Alessandra Carnaroli è nata a Fano (Pesaro e Urbino) nel 1979. Autrice di scritture sia in versi che in prosa, nonché interessante illustratrice (arte che ha variamente intrecciato alla scrittura), ha esordito nel 2001 con la silloge Taglio intimo (Fara 2001). Con Femminimondo (Polìmata 2011) ha affrontato il tema della violenza domestica, mentre con Elsamatta (IkonaLiber 2015, finalista al Premio Pagliarani 2016) ha messo in scena il racconto di un personaggio ai margini, filtrato attraverso il linguaggio dei gruppi social.

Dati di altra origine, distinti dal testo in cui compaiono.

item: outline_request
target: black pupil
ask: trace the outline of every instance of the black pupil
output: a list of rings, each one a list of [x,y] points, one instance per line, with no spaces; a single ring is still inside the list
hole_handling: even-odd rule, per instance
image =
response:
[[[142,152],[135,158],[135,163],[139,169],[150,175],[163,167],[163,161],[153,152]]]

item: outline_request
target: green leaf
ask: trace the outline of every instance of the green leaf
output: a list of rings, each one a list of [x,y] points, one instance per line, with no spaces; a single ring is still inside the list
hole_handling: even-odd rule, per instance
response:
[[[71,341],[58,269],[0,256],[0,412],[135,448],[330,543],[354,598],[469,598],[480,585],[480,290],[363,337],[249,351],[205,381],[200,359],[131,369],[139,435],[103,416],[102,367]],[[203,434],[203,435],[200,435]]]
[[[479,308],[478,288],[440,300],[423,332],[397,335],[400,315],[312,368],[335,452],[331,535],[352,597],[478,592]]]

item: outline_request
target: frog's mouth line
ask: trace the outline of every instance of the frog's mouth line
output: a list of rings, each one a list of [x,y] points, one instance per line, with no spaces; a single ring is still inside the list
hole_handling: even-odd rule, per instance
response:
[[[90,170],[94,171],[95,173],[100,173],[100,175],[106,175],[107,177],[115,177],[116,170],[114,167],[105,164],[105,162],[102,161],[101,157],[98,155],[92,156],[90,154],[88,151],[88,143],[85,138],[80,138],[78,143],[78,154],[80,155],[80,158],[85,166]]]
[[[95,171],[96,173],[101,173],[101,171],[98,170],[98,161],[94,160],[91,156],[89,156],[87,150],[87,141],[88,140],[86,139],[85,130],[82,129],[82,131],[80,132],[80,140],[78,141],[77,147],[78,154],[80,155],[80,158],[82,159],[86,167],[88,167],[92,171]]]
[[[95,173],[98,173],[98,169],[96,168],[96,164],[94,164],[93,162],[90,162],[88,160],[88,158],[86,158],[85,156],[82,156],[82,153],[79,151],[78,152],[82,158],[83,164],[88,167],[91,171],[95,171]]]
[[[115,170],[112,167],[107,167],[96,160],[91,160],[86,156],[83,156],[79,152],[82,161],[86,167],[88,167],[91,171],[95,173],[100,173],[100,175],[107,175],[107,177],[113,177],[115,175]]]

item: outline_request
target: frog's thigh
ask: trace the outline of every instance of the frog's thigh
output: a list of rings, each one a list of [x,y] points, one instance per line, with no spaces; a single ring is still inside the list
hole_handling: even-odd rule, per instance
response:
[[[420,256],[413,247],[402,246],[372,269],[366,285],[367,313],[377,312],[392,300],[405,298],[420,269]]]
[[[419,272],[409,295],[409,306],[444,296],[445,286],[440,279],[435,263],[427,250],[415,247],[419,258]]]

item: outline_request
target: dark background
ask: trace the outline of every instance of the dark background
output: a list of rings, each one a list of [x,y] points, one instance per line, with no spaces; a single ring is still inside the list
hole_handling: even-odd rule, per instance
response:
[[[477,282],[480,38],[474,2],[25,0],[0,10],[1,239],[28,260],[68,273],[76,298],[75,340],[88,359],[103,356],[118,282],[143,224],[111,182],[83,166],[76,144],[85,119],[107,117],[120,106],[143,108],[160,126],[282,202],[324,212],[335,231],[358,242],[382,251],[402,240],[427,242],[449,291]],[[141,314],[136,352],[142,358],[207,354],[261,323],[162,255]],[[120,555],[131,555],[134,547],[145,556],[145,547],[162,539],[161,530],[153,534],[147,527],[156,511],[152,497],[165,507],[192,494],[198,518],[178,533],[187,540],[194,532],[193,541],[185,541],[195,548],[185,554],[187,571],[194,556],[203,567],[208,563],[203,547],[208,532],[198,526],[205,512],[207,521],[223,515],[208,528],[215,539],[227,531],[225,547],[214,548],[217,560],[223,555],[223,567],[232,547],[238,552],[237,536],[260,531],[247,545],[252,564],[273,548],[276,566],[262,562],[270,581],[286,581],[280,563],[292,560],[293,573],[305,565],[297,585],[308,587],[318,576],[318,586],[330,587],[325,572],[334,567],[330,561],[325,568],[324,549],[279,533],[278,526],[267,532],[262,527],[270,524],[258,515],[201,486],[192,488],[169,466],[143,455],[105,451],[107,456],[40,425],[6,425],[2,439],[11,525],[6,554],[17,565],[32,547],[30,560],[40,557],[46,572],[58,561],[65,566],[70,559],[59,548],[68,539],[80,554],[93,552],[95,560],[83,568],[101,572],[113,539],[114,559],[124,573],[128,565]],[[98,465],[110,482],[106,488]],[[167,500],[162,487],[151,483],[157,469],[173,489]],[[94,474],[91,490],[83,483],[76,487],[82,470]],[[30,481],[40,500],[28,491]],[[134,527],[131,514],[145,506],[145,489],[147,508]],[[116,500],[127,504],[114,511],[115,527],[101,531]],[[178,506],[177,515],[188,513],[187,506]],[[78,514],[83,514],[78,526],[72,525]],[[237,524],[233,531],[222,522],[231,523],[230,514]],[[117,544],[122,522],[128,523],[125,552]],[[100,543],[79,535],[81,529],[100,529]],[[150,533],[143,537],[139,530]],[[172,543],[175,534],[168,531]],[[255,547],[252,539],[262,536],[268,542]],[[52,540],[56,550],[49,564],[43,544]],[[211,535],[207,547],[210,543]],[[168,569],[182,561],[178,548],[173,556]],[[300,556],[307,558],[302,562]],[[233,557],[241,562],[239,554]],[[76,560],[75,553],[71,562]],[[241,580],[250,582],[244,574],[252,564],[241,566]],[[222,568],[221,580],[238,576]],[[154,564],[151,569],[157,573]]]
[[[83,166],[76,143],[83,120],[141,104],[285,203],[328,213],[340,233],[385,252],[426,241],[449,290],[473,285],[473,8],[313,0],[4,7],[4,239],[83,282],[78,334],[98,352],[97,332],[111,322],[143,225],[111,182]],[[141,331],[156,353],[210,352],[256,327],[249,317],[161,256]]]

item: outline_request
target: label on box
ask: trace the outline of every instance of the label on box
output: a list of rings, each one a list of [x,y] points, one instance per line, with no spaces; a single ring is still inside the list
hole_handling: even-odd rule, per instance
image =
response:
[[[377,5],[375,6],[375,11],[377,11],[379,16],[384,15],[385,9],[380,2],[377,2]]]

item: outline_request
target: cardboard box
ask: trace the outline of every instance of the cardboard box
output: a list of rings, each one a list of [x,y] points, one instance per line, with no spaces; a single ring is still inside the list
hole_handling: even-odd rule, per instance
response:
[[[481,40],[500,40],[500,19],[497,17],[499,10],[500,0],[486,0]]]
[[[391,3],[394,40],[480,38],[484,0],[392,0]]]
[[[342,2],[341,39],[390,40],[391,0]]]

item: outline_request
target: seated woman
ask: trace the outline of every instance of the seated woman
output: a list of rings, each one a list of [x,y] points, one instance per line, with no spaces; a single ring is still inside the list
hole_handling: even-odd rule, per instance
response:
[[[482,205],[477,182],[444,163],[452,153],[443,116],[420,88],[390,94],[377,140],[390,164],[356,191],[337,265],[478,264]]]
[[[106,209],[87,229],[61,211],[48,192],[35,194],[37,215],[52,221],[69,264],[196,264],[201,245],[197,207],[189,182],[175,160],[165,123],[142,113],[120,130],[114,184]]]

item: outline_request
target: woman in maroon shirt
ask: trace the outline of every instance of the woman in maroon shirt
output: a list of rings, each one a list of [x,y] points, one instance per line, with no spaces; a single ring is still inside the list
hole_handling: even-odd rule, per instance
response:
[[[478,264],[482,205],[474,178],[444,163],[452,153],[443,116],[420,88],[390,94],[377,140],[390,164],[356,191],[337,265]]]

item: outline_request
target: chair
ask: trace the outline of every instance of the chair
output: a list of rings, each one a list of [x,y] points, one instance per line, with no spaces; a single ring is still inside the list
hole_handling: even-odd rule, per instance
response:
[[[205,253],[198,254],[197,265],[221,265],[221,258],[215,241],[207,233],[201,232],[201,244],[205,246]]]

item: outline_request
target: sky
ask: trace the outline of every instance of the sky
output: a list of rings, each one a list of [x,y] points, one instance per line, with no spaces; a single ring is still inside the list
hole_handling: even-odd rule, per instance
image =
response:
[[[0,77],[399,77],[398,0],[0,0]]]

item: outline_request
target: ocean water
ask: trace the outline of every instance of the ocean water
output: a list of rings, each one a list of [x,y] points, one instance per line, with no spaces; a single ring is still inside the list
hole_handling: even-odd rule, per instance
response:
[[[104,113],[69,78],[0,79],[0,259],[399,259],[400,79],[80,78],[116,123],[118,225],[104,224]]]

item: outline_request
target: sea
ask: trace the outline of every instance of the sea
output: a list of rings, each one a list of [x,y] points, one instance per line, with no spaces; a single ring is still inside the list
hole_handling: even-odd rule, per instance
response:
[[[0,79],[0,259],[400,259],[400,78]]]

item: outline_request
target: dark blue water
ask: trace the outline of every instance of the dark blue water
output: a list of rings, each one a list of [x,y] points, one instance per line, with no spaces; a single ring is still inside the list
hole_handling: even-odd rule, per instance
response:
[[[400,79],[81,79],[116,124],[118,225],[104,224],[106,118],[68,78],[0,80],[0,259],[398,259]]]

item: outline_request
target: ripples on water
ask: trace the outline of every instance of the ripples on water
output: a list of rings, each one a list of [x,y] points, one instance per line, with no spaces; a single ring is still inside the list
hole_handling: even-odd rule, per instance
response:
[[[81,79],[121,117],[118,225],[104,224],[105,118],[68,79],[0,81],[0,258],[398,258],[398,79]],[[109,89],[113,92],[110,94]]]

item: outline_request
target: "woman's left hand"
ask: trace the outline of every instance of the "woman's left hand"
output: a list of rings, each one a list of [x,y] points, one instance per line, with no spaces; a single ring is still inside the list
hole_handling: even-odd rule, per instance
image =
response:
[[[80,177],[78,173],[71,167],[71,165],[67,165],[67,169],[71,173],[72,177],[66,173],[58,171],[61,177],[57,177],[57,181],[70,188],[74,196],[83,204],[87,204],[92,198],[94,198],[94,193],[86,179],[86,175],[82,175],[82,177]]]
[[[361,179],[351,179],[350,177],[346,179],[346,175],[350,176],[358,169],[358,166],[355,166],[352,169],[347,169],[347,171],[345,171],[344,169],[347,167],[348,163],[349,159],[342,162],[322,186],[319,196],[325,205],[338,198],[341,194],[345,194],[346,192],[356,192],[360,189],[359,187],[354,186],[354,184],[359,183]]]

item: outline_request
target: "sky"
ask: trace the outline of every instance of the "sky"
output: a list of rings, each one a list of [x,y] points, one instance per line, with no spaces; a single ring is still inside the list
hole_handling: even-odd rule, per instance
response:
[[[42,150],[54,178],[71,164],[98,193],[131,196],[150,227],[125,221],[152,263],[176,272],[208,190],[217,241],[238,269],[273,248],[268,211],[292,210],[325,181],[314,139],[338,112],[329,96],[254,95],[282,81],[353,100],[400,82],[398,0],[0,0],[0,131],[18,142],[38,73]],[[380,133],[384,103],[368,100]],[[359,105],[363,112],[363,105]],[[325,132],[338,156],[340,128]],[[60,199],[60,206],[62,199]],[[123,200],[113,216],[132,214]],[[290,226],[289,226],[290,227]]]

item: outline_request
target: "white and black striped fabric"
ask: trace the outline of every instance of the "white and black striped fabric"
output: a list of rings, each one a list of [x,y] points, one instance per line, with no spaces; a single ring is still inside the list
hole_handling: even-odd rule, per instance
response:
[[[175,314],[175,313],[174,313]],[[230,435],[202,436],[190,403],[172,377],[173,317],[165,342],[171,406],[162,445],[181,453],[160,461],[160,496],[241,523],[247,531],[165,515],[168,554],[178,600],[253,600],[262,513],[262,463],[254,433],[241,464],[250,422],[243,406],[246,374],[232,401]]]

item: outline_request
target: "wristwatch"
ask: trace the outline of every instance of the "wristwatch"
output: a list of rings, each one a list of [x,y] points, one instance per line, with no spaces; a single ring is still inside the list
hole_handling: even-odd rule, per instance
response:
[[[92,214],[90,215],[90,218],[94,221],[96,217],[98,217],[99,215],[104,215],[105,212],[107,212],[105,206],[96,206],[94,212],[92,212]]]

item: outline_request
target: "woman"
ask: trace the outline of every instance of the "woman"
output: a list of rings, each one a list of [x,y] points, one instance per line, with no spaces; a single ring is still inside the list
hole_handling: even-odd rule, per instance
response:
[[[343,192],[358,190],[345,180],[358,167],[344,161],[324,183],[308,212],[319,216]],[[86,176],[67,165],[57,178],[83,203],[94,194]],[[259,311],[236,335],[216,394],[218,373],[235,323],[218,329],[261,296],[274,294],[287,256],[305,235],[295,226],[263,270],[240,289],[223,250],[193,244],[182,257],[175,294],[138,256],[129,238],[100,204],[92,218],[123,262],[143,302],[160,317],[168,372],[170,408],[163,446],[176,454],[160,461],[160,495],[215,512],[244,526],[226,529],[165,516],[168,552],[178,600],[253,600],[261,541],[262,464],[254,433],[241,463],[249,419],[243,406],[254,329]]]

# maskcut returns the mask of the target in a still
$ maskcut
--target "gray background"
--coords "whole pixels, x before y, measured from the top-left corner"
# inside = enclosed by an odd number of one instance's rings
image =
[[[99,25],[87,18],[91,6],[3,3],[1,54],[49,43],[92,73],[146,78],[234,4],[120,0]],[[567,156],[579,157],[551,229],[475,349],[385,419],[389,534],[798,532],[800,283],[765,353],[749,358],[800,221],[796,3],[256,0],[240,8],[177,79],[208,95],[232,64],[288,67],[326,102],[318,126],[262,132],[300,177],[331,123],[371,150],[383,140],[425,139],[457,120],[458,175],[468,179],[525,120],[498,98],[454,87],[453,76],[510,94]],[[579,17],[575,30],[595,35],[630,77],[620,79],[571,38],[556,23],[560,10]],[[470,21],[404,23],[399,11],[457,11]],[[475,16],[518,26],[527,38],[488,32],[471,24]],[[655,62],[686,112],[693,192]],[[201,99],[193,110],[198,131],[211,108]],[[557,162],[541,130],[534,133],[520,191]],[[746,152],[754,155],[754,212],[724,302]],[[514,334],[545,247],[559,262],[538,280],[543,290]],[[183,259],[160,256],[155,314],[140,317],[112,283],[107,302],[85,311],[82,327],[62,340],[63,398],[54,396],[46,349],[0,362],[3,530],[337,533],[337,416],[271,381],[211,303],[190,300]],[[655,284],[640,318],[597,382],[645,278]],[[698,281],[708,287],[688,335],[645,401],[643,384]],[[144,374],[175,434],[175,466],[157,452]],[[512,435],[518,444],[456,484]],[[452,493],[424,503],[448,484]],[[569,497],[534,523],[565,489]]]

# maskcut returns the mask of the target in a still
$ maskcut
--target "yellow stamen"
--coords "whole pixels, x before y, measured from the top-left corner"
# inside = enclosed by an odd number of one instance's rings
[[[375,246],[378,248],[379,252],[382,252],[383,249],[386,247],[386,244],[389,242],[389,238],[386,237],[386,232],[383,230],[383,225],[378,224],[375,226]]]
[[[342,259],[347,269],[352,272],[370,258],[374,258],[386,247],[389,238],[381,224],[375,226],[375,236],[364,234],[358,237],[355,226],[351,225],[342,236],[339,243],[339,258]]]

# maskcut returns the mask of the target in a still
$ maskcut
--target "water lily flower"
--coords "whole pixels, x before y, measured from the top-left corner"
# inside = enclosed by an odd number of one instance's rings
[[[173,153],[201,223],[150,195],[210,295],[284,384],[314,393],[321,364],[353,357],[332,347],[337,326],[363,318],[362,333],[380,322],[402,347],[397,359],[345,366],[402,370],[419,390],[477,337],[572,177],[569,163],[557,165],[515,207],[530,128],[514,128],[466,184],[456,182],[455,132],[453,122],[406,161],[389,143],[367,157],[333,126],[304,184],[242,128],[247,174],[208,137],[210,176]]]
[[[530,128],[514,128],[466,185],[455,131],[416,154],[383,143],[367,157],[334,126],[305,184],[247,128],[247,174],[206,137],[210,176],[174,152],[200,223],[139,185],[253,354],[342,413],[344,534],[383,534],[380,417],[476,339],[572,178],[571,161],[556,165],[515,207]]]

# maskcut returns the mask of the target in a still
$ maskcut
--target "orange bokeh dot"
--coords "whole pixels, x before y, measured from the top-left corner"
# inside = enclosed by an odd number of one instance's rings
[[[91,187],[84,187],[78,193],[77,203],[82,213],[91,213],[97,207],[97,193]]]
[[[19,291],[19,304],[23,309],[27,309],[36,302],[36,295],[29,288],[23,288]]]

Più di recente, Primine (edizioni del verri 2017, Premio Mazzotta 2018, finalista al Premio Pagliarani 2017) ha dato voce al mondo dell’infanzia scavando nei recessi di un linguaggio solo apparentemente ingenuo, in realtà venato di violenza, ed Ex-voto (Oèdipus 2017, Premio Bologna in Lettere 2018, finalista al Premio Montano 2018) ha attraversato il tema della malattia e dell’ospedalizzazione, alternando alla scrittura degli inquietanti disegni dal tratto “espressionista”. Con Sespersa (Vydia 2018, finalista al Premio Trivio 2018) Carnaroli ha infine trattato la tematica dell’aborto. Tra le altre raccolte, si ricordano, in particolare, Prec’arie (D’if edizioni 2011, finalista al Premio Miosotis 2011) e In caso di smarrimento / riportare a: (Il Canneto 2019). Sue poesie e prose sono apparse su diverse riviste letterarie, come «Alfabeta2», «il verri», «Atti Impuri», e sulle testate online «Nazione Indiana» e «Antinomie». La rivista «il verri» (n. 65, ottobre 2017) le ha dedicato una ricca sezione monografica, che rappresenta una prima, importante sistemazione critica del suo lavoro.